The disciples are then sent out to illuminate other hearts, to bring this message of all Scripture that Jesus died and rose again to all people, to apply that message directly to you and me. Jesus says, “You are witnesses of these things.” They saw the risen Lord with their own eyes, they touched His wounds, and now they bring this confession to you and me, the bold confession that Peter declared to the crowd in our First lesson: “You killed the Author of life, whom God raised from the dead. To this we are witnesses.” It is their task, along with the Church in all ages, to fulfill the divine necessity “that repentance and forgiveness of sins should be proclaimed in His name to all nations, beginning from Jerusalem.” But they could not do this on their own. “And behold, I am sending the promise of my Father upon you.
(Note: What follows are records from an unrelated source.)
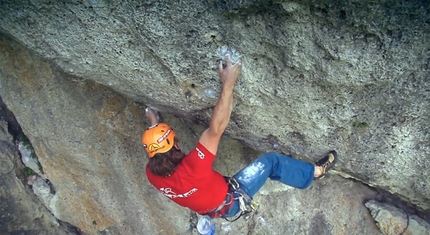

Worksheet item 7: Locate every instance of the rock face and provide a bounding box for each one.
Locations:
[0,119,80,235]
[365,200,430,235]
[0,0,429,234]
[0,31,387,235]
[0,33,185,234]
[1,0,428,209]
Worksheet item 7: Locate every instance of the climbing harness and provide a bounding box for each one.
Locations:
[224,177,259,222]
[205,177,259,222]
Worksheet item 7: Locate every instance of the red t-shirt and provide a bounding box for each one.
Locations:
[146,142,228,214]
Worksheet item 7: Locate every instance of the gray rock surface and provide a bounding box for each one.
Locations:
[0,31,389,235]
[365,200,430,235]
[0,121,80,235]
[0,0,429,234]
[0,0,428,211]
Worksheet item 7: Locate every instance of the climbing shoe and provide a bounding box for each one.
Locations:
[314,150,337,179]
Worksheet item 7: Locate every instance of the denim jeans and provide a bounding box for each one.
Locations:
[223,152,315,217]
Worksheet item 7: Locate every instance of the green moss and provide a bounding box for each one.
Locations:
[20,134,44,174]
[353,121,369,129]
[23,167,36,177]
[19,135,32,154]
[37,161,44,174]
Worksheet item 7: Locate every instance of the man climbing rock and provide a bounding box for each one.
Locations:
[142,54,337,220]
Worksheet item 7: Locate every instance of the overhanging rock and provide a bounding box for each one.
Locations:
[0,0,428,212]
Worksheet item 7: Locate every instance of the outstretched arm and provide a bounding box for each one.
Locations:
[199,54,242,155]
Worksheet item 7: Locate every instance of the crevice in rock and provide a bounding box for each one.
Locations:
[0,96,21,142]
[339,168,430,223]
[0,96,84,235]
[373,189,430,223]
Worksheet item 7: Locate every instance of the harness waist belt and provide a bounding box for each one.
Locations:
[205,179,236,218]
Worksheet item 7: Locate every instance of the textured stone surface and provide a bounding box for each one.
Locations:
[0,121,79,235]
[0,0,429,234]
[0,33,186,234]
[366,200,409,235]
[0,0,428,210]
[365,200,430,235]
[0,32,388,235]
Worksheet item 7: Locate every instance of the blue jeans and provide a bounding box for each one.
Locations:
[223,152,315,217]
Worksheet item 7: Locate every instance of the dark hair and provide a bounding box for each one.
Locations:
[147,145,185,177]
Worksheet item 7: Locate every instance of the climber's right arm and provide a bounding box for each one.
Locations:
[199,54,242,155]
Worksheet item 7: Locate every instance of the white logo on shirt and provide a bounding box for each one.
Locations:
[159,187,197,199]
[196,147,205,159]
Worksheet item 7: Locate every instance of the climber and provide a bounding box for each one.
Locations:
[142,54,337,220]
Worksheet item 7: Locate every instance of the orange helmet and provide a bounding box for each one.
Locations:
[142,123,176,158]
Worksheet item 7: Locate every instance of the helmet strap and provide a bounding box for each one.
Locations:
[147,123,159,130]
[174,143,181,151]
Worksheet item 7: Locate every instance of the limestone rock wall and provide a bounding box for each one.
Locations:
[0,119,80,235]
[0,33,387,234]
[0,32,191,234]
[0,0,429,233]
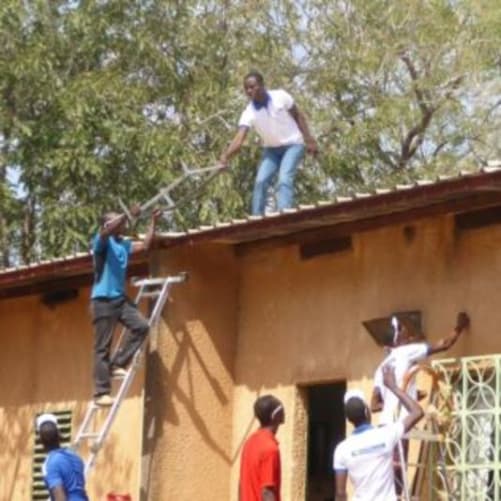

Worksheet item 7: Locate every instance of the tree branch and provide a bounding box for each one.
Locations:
[400,53,431,116]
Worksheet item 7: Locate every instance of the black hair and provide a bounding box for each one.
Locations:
[244,70,264,85]
[383,330,395,348]
[344,398,368,427]
[254,394,282,426]
[39,422,60,450]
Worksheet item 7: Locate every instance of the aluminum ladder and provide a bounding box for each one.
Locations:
[73,273,187,476]
[118,163,224,223]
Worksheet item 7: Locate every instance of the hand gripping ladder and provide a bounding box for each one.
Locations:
[396,364,452,501]
[73,272,188,476]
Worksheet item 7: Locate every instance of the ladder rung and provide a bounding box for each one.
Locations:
[79,432,100,439]
[132,273,188,288]
[404,430,444,442]
[133,277,170,287]
[140,291,161,298]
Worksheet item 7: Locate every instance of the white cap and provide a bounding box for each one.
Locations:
[36,413,58,431]
[343,389,366,405]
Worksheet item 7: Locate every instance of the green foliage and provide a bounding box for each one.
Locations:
[297,0,500,188]
[0,0,499,265]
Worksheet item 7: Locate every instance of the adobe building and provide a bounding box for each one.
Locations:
[2,166,501,500]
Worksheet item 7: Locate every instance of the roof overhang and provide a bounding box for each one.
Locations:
[157,167,501,248]
[2,167,501,299]
[0,252,149,300]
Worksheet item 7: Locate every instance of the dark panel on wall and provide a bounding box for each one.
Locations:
[300,236,352,260]
[455,206,501,231]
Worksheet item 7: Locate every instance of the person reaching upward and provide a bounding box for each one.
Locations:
[334,366,424,501]
[371,311,470,425]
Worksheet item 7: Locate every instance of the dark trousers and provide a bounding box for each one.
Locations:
[91,296,149,396]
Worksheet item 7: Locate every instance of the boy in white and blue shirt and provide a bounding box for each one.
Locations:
[333,367,424,501]
[220,70,318,215]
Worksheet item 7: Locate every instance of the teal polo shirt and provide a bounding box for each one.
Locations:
[91,233,132,299]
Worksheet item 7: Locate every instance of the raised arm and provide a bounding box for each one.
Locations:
[383,365,424,432]
[427,312,470,356]
[99,204,142,240]
[371,365,384,412]
[132,209,162,253]
[288,105,318,155]
[371,386,384,412]
[99,214,127,239]
[219,127,249,168]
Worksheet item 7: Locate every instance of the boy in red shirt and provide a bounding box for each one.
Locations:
[240,395,285,501]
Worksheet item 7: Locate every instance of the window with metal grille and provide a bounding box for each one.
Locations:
[432,356,501,501]
[32,410,72,500]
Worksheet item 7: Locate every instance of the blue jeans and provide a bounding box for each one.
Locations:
[252,144,305,215]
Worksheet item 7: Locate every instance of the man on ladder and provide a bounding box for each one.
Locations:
[90,206,161,406]
[370,311,470,424]
[370,311,470,496]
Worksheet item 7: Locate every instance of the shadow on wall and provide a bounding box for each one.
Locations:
[141,318,255,499]
[0,407,34,501]
[0,325,143,408]
[85,432,135,500]
[0,283,147,408]
[141,332,230,456]
[149,244,239,379]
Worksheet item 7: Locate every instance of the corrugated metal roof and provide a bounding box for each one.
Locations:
[1,164,501,288]
[156,165,501,246]
[0,252,90,275]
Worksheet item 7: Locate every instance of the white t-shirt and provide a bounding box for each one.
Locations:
[334,422,405,501]
[374,342,430,425]
[238,89,304,147]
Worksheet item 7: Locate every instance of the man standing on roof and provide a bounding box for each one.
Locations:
[239,395,285,501]
[219,71,318,215]
[91,207,161,406]
[370,311,470,424]
[37,413,88,501]
[334,366,424,501]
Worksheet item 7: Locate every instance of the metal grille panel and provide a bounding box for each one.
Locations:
[32,410,72,500]
[432,356,501,500]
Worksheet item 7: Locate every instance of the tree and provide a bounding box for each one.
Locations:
[0,0,299,264]
[0,0,499,266]
[297,0,501,188]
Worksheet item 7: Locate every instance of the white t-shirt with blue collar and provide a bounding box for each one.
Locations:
[333,421,404,501]
[374,342,430,425]
[238,89,304,147]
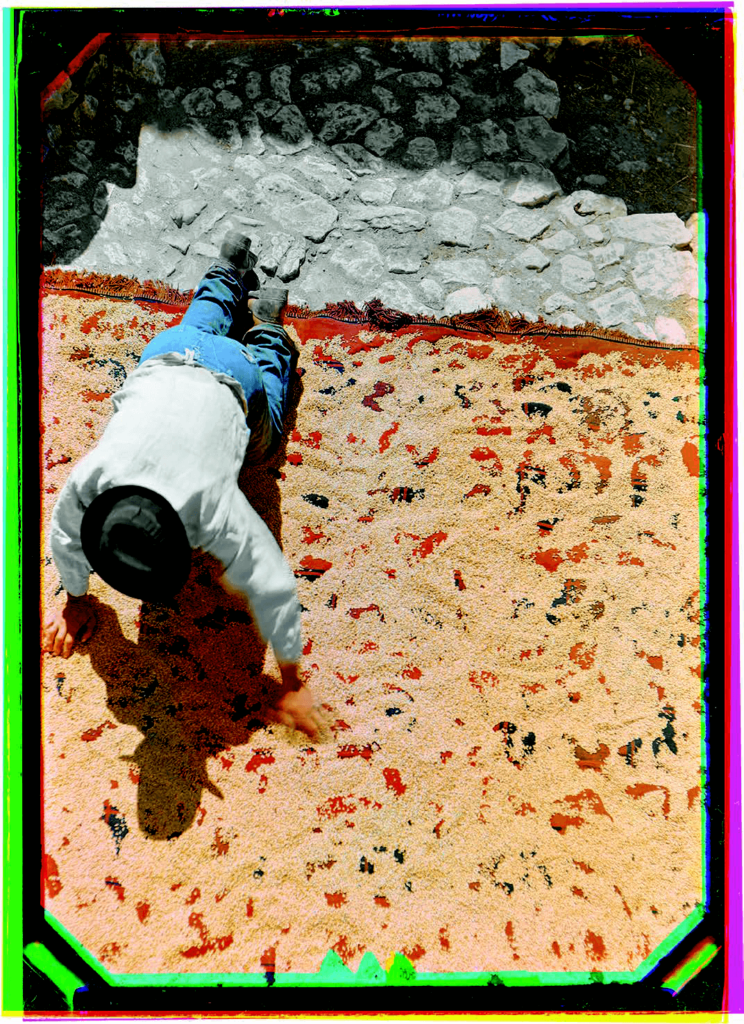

But stay in the city until you are clothed with power from on high.” It is the Holy Spirit, the promise of the Father, that opens hearts to believe in Christ, He works through the words of the Apostles and the Scriptures they have delivered to us. The Holy Spirit opens our eyes and ears to see and hear Christ, to believe in Him and grasp onto Him as our very own Savior and Redeemer.

With the eyes of faith, we see Jesus as clearly as the disciples ever did- we see Him as the one who delivered us from death, the one who forgave our sins by taking them to the cross, and we see Him as the One proclaimed on every page of the Scriptures. That is where we encounter Him, through the gift of His Word. But He is not simply a spirit to us, He has arisen bodily, physical, whole and complete. He says to us in His Supper: “Touch me, and see. For a spirit does not have flesh and bones as you see that I have.” Our human reason is a good gift of God, and now that Christ has given His understanding and opened the Scriptures to us we use it to explore them and defend the faith. Our reason is now in service to the Gospel, in service to the proclamation of Christ crucified and risen, and we use it to engage our world in its doubt and lies. But eyes can only be opened by the Holy Spirit, only He can reveal what our minds cannot comprehend. And so we place our trust in the words that Scripture proclaims to us- Christ became man for us, Christ died for us, and Christ lives for us. Alleluia, Christ is risen! He is risen indeed, Alleluia!